Völlig zu Recht hat das Arbeitsgericht Berlin den Arbeitsvertrag der Parteien gem. §§ 133, 157 BGB (vgl. die Nachweise im arbeitsgerichtlichen Urteil Seite 7; außerdem BAG 19.3.2003 - 4 AZR 331/02 - sowie BAG 25.11.2002 - 4 AZR 663/01 - EzA § 3 TVG Bezugnahme auf Tarifvertrag Nr. 26 und Nr. 27 mit weiteren Nachweisen) dahingehend ausgelegt, dass die Parteien den Tarifvertrag anwenden wollten, den das Land Berlin anwendet. Dies folgt aus dem Wortlaut des § 3 Satz 2 Arbeitsvertrag. Nach § 3 Satz 2 Arbeitsvertrag, dem § 3 Satz 1 Arbeitsvertrag (Bezugnahme auf den BAT) widerspricht, war der Widerspruch entsprechend der Verpflichtung der Beklagten nach § 6 Abs. 3 JAufbauWG aufzulösen, wonach bei der Beklagten die Tarifverträge Anwendung finden, die für die Arbeitnehmer des Landes Berlin gelten. Das Arbeitsgericht hat damit auf der Linie der Bundesarbeitsgerichtsrechtsprechung die zutreffende Auslegung gewählt. Denn das Bundesarbeitsgericht hat im bereits erwähnten Urteil vom 27. November 2002 (aaO) entschieden, dass, wenn der Arbeitgeber die Anwendung von ihm satzungsgemäß einzuhaltende Arbeitsbedingungen vereinbart, die inhaltlich mit den einschlägigen Tarifverträgen in der jeweils gültigen Fassung übereinstimmen, diese Arbeitsbestimmungen auch dann dynamisch anzuwenden sind, wenn der Arbeitgeber eine zwischenzeitliche Tarifgebundenheit beseitigt. Eine solche Regelung stellt keine Gleichstellungsabrede im Sinne der Rechtssprechung des BAG dar.
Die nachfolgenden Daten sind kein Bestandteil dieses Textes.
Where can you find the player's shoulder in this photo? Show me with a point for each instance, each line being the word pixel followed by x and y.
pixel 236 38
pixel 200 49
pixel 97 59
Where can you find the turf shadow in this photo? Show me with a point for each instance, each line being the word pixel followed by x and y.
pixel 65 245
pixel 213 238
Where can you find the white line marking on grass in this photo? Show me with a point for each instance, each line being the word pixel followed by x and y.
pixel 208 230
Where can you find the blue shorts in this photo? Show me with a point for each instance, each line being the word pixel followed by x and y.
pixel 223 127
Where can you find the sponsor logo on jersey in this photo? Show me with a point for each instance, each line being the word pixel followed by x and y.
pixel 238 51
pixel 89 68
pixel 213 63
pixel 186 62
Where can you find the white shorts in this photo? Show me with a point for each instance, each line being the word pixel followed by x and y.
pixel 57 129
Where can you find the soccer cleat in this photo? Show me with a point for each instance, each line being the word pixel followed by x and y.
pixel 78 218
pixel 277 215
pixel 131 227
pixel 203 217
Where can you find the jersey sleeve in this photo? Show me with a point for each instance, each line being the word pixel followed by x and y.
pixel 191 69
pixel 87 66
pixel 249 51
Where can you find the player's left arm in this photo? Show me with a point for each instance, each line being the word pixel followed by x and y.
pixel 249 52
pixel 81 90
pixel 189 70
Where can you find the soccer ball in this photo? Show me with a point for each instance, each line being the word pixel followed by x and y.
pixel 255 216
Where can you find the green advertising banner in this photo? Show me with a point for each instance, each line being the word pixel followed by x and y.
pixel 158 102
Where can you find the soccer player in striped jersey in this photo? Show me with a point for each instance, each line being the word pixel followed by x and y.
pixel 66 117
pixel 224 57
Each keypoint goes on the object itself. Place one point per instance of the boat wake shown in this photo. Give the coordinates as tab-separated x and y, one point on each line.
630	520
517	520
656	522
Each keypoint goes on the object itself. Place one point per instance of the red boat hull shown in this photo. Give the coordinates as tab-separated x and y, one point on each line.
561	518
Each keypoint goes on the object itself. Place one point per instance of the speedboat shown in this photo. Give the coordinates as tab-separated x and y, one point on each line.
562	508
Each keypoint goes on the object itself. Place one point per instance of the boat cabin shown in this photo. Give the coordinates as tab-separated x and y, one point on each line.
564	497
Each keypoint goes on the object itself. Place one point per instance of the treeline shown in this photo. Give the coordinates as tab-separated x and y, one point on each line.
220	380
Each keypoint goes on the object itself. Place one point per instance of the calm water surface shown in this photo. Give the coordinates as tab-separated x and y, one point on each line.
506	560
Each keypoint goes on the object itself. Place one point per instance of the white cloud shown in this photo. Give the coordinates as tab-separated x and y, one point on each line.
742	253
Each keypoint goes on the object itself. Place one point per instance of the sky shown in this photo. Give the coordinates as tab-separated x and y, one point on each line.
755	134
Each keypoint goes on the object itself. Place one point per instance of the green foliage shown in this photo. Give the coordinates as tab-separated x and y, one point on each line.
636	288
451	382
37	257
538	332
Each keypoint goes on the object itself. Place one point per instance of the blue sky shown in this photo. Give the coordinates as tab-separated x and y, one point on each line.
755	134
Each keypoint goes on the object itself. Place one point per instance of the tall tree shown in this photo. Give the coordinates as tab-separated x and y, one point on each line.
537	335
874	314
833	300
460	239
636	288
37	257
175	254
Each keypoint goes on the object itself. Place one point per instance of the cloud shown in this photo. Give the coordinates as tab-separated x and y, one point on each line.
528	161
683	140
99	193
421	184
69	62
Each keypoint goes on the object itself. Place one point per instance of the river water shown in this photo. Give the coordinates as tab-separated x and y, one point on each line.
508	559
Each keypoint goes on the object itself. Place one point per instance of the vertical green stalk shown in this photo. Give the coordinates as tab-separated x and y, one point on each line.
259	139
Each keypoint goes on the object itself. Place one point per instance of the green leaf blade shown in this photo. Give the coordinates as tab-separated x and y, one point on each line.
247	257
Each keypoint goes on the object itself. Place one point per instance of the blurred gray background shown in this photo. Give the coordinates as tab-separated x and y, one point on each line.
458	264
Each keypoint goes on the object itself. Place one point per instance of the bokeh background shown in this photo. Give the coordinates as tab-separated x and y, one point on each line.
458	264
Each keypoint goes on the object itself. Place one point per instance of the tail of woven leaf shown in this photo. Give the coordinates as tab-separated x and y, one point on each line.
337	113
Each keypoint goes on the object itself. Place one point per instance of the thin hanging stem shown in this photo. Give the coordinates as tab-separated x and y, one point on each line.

Ebenso liegt es hier. Denn die Beklagte war nicht nur satzungsgemäß, sondern sogar gem. § 6 Abs. 3 JAufbauWG durch Gesetz gehalten "auf die Arbeitsverhältnisse der Angestellten und Arbeiter der Anstalt ... die für Arbeitnehmer des Landes Berlin geltenden Bestimmungen und Tarifverträge [anzuwenden]".

2.

§ 6 Abs. 3 JAufbauWG betrifft auch entgegen der Auffassung der Beklagten nicht nur die Arbeitsverhältnisse der übernommenen Arbeitnehmer. Denn entgegen § 6 Abs. 2 und Abs. 4 JAufbauWG, welche einen gesetzlichen Betriebsübergang und ein Rückkehrrecht regeln, werden in § 6 Abs. 3 JAufbauWG sämtliche Arbeitnehmer den Tarifverträgen unterworfen, die für das Land Berlin gelten, und nicht nur "die Arbeitsverhältnisse der in den Erziehungsheimen des Landes Berlin tätigen Arbeitnehmer" (Abs. 2) bzw. "die Arbeitnehmer, die im Zeitpunkt des Überganges nach Abs. 2 Satz 1 Arbeitnehmer der Anstalt werden".

3.

Ist somit der Anwendungs- TV Berlin durch die Beklagte anzuwenden, hat der Kläger auch die rechnerisch unstreitigen Vergütungsansprüche, die aus der Verweisung des § 2 Anwendungs- TV Berlin auf den BAT und den 78. Änderungstarifvertrag bzw. 35. Änderungstarifvertrag der Vergütungstarifverträge resultieren. Diese hat er rechtzeitig geltend gemacht, da er innerhalb der 6 Monatsfrist des § 70 BAT, auf den wiederum § 2 Anwendungs- TV Berlin verweist, seine Ansprüche aus dem Anwendungs- TV Berlin vom 31. Juli 2003 geltend gemacht hat, nämlich noch im Jahr 2003.

III.

Die Kostenentscheidung folgt aus § 97 Abs. 1 ZPO.

IV.

Für eine Zulassung der Revision bestand keine Veranlassung, da die Voraussetzungen des § 72 Abs. 2 ArbGG nicht vorlagen.